São inquietantes os debates jurídicos acerca do processo de impeachment no corrente ano, tendo em vista as intensas movimentações políticas nacionais. É imprescindível não se confundir, no entanto, a perspectiva jurídica daquele instituto com suas motivações e com suas implicações políticas.

Os juristas Marcelo Cattoni, Bernardo Fernandes, Alexandre Bahia e Diogo Bacha publicaram importante e aprofundado texto jurídico sobre a questão da análise da justa causa pelo presidente da Câmara de Deputados no processo de impeachment. Trata-se de uma séria abordagem de assunto específico que demonstra acuidade jurídica no tema proposto, sem misturar os corolários políticos que dele possam advir.

Defenderam, em síntese, que a liminar do ministro Marco Aurélio no Mandado de Segurança 34.087 violou a integridade, a coerência e a separação de poderes. O objetivo do presente texto é estabelecer um diálogo no sentido de que a referida decisão observou a integridade, a coerência e a harmonia entre os poderes. Em suma, trata-se de uma abordagem na perspectiva de que não houve ativismo judicial na espécie.

Quanto à integridade, o princípio democrático deve ser reforçado em um processo de impeachment, tendo em vista a drástica medida que acaba por infirmar a soberania popular exercitada pelo voto, por exemplo, nos casos de agentes políticos do Executivo. Cidadania e pluralismo político são fundamentos de nossa República constituída em Estado Democrático de Direito — artigo 1º, caput  e incisos II e V, da Constituição —, sendo que todo poder emana do povo, que o exerce indiretamente por meio de representantes eleitos — parágrafo único daquele dispositivo constitucional.

Nesse quadro, deve preponderar a regra do colegiado (in dubio pro collegialis) nas decisões acerca do processo de impeachment, como uma espécie de reforço hermenêutico que prestigie a soberania do voto. É necessário, neste passo, diferenciar o processo penal clássico do processo de impeachment. Ainda que este último se socorra da normatividade daquele, há evidentes especificidades que os distinguem, como ficou claro na questão antes trabalhada acerca do regime democrático e da soberania do voto.

Excepcionar à decisão monocrática do eventual presidente da Casa Legislativa competente para o processo de impeachment deve ser normatização expressa e clara, a exigir interpretação restritiva, o que não está, até aqui, explicitado de forma substancial. O artigo 395 do Código de Processo Penal não normatiza o recebimento de denúncia a ser submetida a um típico julgamento colegiado. Não se ignora o tribunal do júri, mas os casos de impeachment envolvem um processo repleto de nuances que lhe dão autonomia institucional, tanto que se exige um parecer elaborado por comissão especial da Câmara dos Deputados, quando regulados pelo artigo 20 da Lei 1.079/50.
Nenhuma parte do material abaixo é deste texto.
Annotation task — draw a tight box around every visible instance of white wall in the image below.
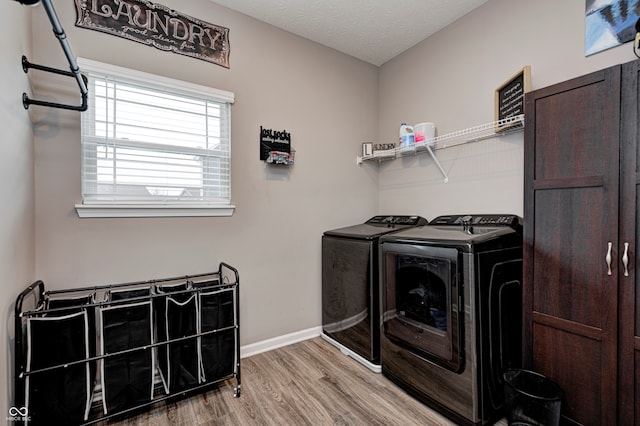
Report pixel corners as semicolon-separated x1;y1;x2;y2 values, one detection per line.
377;0;637;219
31;0;379;348
1;1;35;418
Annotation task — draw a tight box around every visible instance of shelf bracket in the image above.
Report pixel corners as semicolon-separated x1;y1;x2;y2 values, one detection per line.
425;145;449;183
20;0;88;112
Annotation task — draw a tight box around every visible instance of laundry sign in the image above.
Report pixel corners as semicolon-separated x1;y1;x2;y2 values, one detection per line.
260;126;291;159
74;0;230;68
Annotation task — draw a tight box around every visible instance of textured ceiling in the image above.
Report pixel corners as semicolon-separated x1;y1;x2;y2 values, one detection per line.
210;0;489;66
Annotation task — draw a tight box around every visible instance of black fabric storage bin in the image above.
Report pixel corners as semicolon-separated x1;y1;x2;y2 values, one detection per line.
26;311;93;424
99;297;154;415
199;288;236;382
155;283;199;393
46;294;98;388
191;278;220;289
154;282;188;393
47;294;97;364
110;287;152;301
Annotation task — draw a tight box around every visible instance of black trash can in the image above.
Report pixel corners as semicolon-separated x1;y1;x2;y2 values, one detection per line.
503;369;563;426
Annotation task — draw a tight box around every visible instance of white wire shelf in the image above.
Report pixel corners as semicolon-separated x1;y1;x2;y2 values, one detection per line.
356;114;524;183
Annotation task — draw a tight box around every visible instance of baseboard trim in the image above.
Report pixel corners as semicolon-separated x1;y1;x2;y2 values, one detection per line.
240;326;322;359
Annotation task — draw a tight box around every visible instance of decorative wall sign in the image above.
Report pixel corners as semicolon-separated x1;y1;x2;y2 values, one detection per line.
260;126;293;165
373;143;395;151
585;0;640;56
74;0;230;68
495;66;531;132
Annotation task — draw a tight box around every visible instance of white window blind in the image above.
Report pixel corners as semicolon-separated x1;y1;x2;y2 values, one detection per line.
77;59;234;217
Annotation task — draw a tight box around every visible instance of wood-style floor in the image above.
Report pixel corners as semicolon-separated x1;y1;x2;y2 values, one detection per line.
109;337;508;425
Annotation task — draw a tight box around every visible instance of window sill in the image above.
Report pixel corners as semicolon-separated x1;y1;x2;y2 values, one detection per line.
75;203;236;218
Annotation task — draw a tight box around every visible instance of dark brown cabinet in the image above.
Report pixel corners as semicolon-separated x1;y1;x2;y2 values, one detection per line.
524;60;640;425
619;59;640;426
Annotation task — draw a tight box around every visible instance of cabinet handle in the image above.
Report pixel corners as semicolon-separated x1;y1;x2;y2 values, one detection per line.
622;242;629;277
606;242;612;276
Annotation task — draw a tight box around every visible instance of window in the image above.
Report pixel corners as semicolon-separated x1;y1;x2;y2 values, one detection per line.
75;59;234;218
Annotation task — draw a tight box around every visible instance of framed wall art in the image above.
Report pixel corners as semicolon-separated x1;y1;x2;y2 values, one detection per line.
585;0;640;56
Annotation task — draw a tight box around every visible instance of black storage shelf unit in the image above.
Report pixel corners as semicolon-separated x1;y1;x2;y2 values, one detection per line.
14;262;240;425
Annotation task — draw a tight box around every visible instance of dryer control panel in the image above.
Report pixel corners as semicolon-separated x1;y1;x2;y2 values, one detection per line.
430;214;522;228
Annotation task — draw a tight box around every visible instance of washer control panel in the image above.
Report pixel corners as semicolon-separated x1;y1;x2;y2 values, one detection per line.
430;214;521;228
366;215;428;226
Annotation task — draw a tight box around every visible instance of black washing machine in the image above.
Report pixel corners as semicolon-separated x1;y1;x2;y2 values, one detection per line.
379;214;523;425
321;215;427;372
Nesse quadro de complexidade normativa, deixar a análise, mesmo superficial, da (in)existência de justa causa para o impeachment ao presidente da casa legislativa competente pode ser temerário, independentemente de quem seja o/a presidente em questão. Afinal, o que seria isto — a análise superficial? É muito tênue a linha distintiva do que seria efetivamente uma análise superficial da justa causa e, de outro prisma, uma invasão no exame meritório propriamente dito. Denunciam essa dificuldade as intensas divergências doutrinárias processuais penais sobre as características e sobre os limites da justa causa prevista no inciso III do artigo 395 do Código de Processo Penal, com a redação da Lei 11.719/2008.
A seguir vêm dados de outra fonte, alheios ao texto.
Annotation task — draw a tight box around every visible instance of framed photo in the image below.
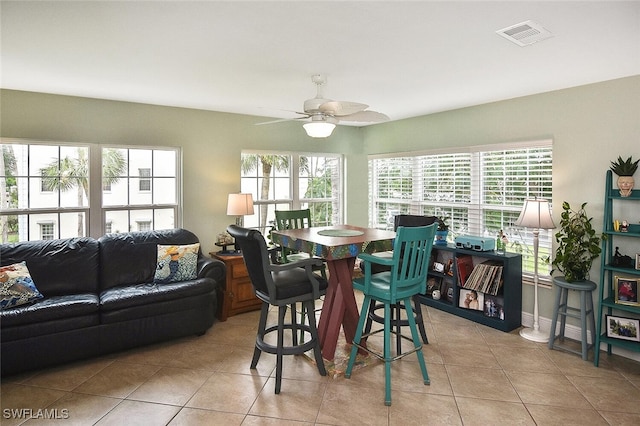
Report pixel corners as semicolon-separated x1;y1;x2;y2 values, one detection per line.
614;276;639;306
605;315;640;342
433;261;445;273
636;253;640;270
459;288;484;311
484;294;504;320
427;277;442;294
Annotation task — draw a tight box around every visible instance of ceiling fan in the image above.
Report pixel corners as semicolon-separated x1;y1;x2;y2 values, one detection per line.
259;74;390;138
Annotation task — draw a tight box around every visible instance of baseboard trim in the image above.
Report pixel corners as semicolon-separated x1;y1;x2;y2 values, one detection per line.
520;312;640;363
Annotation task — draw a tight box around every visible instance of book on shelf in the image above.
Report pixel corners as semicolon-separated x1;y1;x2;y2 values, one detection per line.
456;254;474;287
461;260;504;296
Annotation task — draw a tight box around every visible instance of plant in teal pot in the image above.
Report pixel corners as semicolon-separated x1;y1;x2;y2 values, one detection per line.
435;216;449;245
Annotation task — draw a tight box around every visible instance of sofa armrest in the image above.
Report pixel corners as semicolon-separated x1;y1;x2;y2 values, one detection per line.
197;255;226;288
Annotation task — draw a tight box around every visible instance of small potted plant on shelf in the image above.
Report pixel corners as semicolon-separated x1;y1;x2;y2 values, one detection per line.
435;216;449;245
551;201;603;283
610;155;639;197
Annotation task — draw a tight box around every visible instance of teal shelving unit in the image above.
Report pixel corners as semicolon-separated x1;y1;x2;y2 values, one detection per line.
594;170;640;366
Até porque o exame da (in)existência de justa causa pelo Plenário da Câmara dos Deputados, em eventual recurso regimental interposto contra a decisão do presidente daquela casa no ato de recebimento ou não da denúncia, corre(ria) o risco de tornar prescindível superveniente parecer da comissão especial, ao menos no intensificado plano simbólico do processo de impeachment. Tanto é assim que a Lei 1.079/1950, no caput do seu artigo 20, dispõe que a comissão especial poderá proceder a diligências no intuito de esclarecimento da denúncia. Essas diligências tendem a ser desnecessárias nos casos de nítida ausência de justa causa — aqui admitidos para fins de problematização.

Em suma, as construções doutrinárias sobre o processo de impeachment devem sempre tentar resguardar as diferenças deste com o processo penal clássico. Eis aí a exigência de vigilância epistemológica e de um constante fator de filtragem hermenêutica para evitar importações inadequadas. E isso é trabalhado pela Crítica Hermenêutica do Direito, de Lenio Streck, por exemplo, nas importações das diversas teorias jurídicas alienígenas, tais como as teorias da argumentação jurídica, as estruturações argumentativas em torno da ponderação de valores, de interesses, de direitos, e assim por diante.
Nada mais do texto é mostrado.